Ya see, I couldn’t decide what “volume” to give this. I could just say it’s the “first DC volume” and call it good… but, you know me… if there’s a way to make things more complicated, you can be dang sure I’m going to do it.
Since I don’t want to necessarily preclude us from discussing the Charlton era Beetle books, I’ve decided to do a deep dive into the volume minutia. I concluded that this, the first DC volume of Blue Beetle, is actually Volume 6… I think… I hope.
Anyhoo… let’s get to it!
We open with a rather aggravated Blue Beetle getting ready to take on a bunch of “Cyberpunks”. He’s so annoyed and bored with these geeks, he mentions that he could beat ’em all up… with both arms tied behind his back. When one of the punks suggest he put his money where his mouth is, Ted does just that. He proceeds to pummel the punks, with both arms behind his back!
We see that he only confronted the Cyberpunks because they were hasslin’ an old lady. When Ted goes to check on her, she lashes out and takes a swipe at him with her pocketbook. Ya gotta remember, this issue is a Legends tie-in… and superheroes had lost the trust of the common folk. Ted collects himself, and hops a ride on the Bug before the police show up.
We shift scenes to the home of Angela Revere, an employee of Kord Industries. She’s been stealing little bits and bops from her employer over the past little while for her Uncle David… who we know better as Chronos, the Time Thief! Hey, stop laughing back there. Anyhoo, when Angie starts having second thoughts about this arrangement, he shocks her silly… leaving her “frozen in time”.
Ted returns to his garage, all the while thinking about the damage being done to the superhero community thanks to one G. Gordon Godfrey. As he begins running maintenance on the Bug, he wonders if he’s wasting his time.
We shift scenes to Death Valley, California… where a Geologist named Cassandra Sharp finds herself swept up in a sudden sandstorm. Time passes, and she is discovered by a pair of shadowy folks in a black helicopter. Uh-oh.

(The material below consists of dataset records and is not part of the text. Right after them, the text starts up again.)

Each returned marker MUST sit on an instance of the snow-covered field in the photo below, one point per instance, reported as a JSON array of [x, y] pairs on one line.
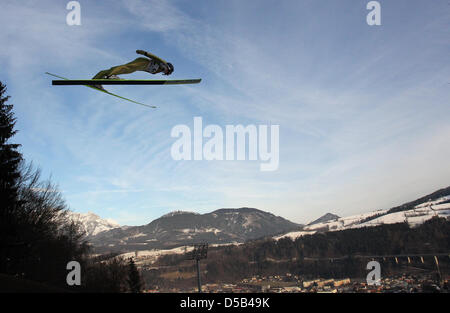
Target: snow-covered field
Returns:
[[414, 217]]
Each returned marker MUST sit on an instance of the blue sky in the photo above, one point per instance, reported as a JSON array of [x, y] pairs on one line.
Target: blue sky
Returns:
[[363, 110]]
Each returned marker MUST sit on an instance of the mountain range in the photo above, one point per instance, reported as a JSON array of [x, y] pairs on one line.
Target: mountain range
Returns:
[[225, 226], [184, 228]]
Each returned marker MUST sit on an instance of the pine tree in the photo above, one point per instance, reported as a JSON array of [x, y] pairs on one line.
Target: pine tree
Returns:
[[134, 278], [10, 162]]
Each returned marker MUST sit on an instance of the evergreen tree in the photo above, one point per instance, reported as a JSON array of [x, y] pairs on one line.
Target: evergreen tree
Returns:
[[10, 161], [134, 278]]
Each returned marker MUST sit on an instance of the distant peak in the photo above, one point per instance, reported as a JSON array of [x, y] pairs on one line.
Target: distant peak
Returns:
[[178, 212], [325, 218]]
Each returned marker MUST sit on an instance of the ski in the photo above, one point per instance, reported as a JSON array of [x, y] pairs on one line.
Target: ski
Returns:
[[107, 92], [126, 81]]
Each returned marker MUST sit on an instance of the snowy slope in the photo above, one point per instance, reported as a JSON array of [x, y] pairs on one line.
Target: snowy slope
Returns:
[[92, 224], [419, 214]]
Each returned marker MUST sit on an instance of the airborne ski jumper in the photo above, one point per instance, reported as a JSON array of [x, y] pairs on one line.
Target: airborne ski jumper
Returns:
[[151, 64]]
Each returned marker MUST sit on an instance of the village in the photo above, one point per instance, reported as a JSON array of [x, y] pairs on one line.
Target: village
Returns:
[[288, 283]]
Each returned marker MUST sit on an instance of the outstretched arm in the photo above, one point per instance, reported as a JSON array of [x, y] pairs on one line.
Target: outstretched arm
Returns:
[[151, 56]]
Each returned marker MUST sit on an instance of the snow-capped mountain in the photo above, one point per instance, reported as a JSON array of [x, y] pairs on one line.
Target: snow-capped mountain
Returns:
[[325, 218], [92, 224], [184, 228], [414, 213]]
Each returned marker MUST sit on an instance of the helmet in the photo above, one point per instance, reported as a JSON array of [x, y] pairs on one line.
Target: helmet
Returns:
[[170, 68]]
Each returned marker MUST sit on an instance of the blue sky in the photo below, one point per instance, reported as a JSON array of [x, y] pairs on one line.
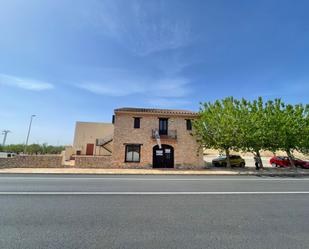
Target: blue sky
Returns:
[[73, 60]]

Back at Kord, Incorporated… Ted and his assistant, Mel watch the news. What they see is… if I’m honest, a pretty poorly rendered Ronald Reagan. He is delivering a message on an executive order. Costumed superheroes are to “cease their public activities”… which is to say, the heroes have been outlawed!

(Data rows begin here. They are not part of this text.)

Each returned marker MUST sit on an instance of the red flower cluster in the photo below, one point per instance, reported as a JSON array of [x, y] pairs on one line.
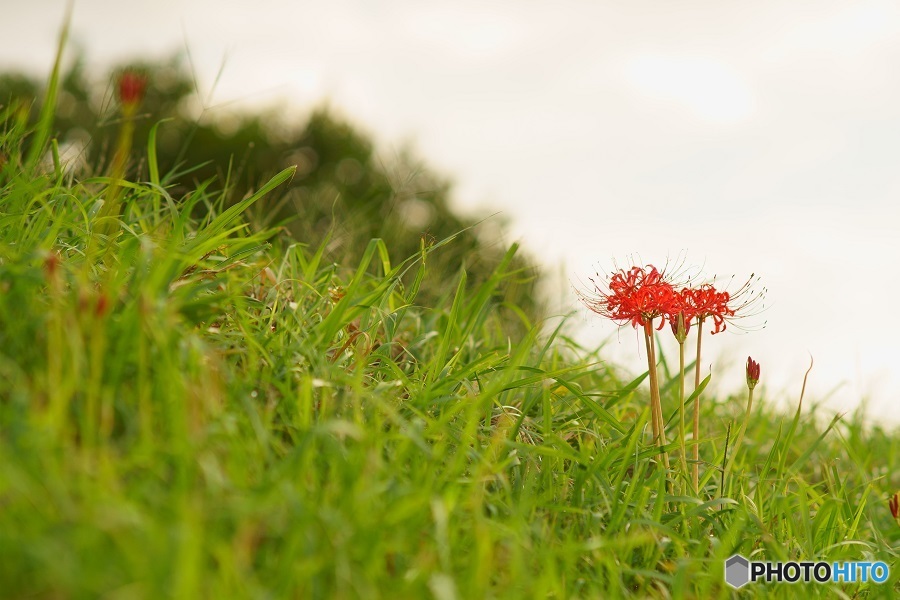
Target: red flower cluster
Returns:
[[639, 295]]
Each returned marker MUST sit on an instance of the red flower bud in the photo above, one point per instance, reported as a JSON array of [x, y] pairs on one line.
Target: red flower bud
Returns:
[[752, 373], [131, 88]]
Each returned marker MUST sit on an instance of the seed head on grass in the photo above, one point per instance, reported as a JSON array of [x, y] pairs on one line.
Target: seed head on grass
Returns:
[[752, 373]]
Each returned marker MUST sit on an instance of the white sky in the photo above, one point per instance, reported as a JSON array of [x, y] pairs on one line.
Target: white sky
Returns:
[[759, 137]]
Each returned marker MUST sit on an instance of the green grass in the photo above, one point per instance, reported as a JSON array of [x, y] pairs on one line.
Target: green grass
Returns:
[[194, 409]]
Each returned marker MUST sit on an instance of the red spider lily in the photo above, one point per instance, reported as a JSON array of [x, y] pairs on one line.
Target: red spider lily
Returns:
[[131, 88], [636, 296], [752, 373], [705, 302]]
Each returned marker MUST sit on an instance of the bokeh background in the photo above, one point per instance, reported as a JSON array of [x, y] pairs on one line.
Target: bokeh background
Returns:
[[747, 138]]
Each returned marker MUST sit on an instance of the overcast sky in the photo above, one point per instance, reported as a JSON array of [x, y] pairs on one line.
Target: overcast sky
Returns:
[[756, 136]]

From here, the report shifts over WHIZ-TV anchor, Gwyneth Tate. She proceeds to conduct an interview with the fella who foments… G. Gordon Godfrey. He rattles off his usual spoo about superheroes not being the best role models… their resorting to violence, yadda yadda yadda. Ted flips the set off.

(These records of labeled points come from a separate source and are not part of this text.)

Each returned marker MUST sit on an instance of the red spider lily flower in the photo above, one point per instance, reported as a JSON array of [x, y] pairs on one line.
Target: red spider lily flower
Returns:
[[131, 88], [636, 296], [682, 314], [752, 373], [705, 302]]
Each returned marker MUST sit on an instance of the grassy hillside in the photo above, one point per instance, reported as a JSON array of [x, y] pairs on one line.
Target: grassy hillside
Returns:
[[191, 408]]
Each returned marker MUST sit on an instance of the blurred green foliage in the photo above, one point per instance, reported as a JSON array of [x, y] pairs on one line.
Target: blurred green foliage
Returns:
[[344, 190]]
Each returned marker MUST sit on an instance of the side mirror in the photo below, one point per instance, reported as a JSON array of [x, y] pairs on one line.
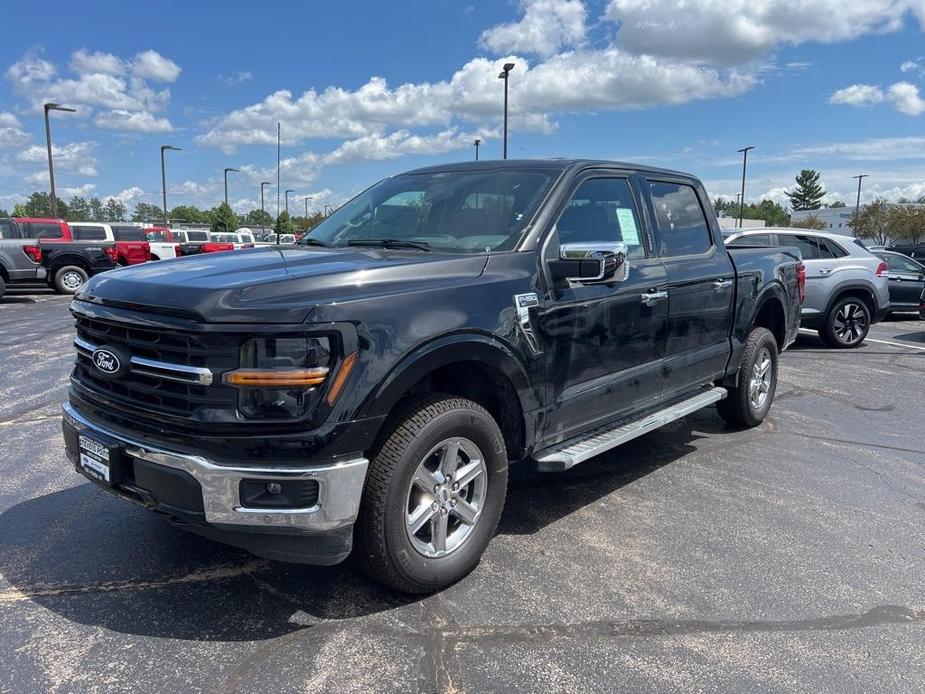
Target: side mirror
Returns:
[[603, 261]]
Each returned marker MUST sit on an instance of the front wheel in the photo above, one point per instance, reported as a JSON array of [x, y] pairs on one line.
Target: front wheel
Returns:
[[847, 324], [433, 496], [749, 402], [67, 280]]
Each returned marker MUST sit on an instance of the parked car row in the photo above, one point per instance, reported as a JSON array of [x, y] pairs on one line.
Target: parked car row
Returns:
[[65, 254], [848, 287]]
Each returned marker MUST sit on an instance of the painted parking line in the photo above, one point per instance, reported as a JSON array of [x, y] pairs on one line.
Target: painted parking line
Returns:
[[807, 331]]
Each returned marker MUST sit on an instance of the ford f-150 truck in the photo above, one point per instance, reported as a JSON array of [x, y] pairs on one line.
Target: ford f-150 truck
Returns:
[[367, 388]]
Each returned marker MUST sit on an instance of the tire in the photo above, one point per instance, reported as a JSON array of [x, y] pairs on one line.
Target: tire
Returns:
[[394, 495], [67, 279], [847, 324], [748, 403]]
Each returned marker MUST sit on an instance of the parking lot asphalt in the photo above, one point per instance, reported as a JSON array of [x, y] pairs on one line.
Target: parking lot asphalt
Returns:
[[699, 557]]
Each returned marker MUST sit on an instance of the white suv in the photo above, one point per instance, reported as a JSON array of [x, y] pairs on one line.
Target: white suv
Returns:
[[847, 289]]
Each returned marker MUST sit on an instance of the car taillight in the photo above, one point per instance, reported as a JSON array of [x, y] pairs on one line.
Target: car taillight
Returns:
[[34, 253]]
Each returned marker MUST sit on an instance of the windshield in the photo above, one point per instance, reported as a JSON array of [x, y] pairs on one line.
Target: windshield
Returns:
[[456, 212]]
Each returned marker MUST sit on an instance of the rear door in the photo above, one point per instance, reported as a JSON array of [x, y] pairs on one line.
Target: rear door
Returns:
[[822, 272], [905, 277], [604, 341], [701, 284]]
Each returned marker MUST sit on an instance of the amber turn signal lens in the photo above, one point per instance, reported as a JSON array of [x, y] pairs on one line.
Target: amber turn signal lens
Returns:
[[338, 384], [276, 378]]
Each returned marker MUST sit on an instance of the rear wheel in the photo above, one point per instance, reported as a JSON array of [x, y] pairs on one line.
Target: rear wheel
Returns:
[[748, 403], [433, 495], [847, 324], [67, 279]]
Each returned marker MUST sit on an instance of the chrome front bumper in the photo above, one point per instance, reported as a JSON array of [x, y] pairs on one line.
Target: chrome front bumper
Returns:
[[340, 485]]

Mel’s a bit annoyed… she wanted to hear more of what Godfrey had to say. Ted’s… well, Ted’s pretty annoyed himself. He wonders what might be in store for he and the rest of the superhero community if the President sticks to his guns.
We shift scenes back to Chronos. He’s got a pair of nudnicks loading a box truck full of clocks. When one of them suggests they get a cut’a da action… and threatens to spill the beans if they don’t… Chronos, well… Cronos kills them. Whoops. What a stupid way to die… impaled by a clock hand.
After a stop at the Kord Metallurgy Lab, where… something happens… we hop over to the Chicago Police Department, where officers Fisher and Frank argue about the President’s superhero ban. It gets heated quick… and actually feels like the way people usually discuss real-world politics.
Back at Kord, Ted is informed that Angie Revere hasn’t shown up for work. This is quite unlike her, and therefore raises some concern. Despite Mel’s arguing, he decides to head out for a breath of fresh air to check in on her.
Next stop for us… Pago Island, where a fella named Conrad Carapax is trying to dig himself out of a collapsed tunnel. During this dig, he comes across a steel door. Inside that door… a red suit of armor?!
Back in civilization, Ted arrives at the Revere home. Worth noting, Ted’s convertible is… kinda precious! I mean, dude barely fits in the thing! When there’s no answer at the door, Ted decides to do a little reconnaissance work… and, ya know… peek through the windows. He sees Angie all frozen in time, and busts in to check on her.
Once he’s able to shake her back to her senses, she comes clean about stealing Kord Industries equipment… and continues to reveal that the equipment was used by her Uncle to create a weapon.
We wrap up with the reveal (to Ted, anyway) that Angie’s Uncle is actually Chronos, the Time Thief. Ted realizes that, superhero ban or not, the Blue Beetle is about to be back in action!
If you’ve taken PSY101, you’re probably familiar with the concept of “transference”… oversimplified, it’s when you assign attributes to a person because they remind you of someone else. It could be due to looks, or quirks… whatever the case, you find yourself imposing unfair expectations on them. That’s kinda how I feel whenever I read a non-bwah-ha-ha appearance of Ted Kord.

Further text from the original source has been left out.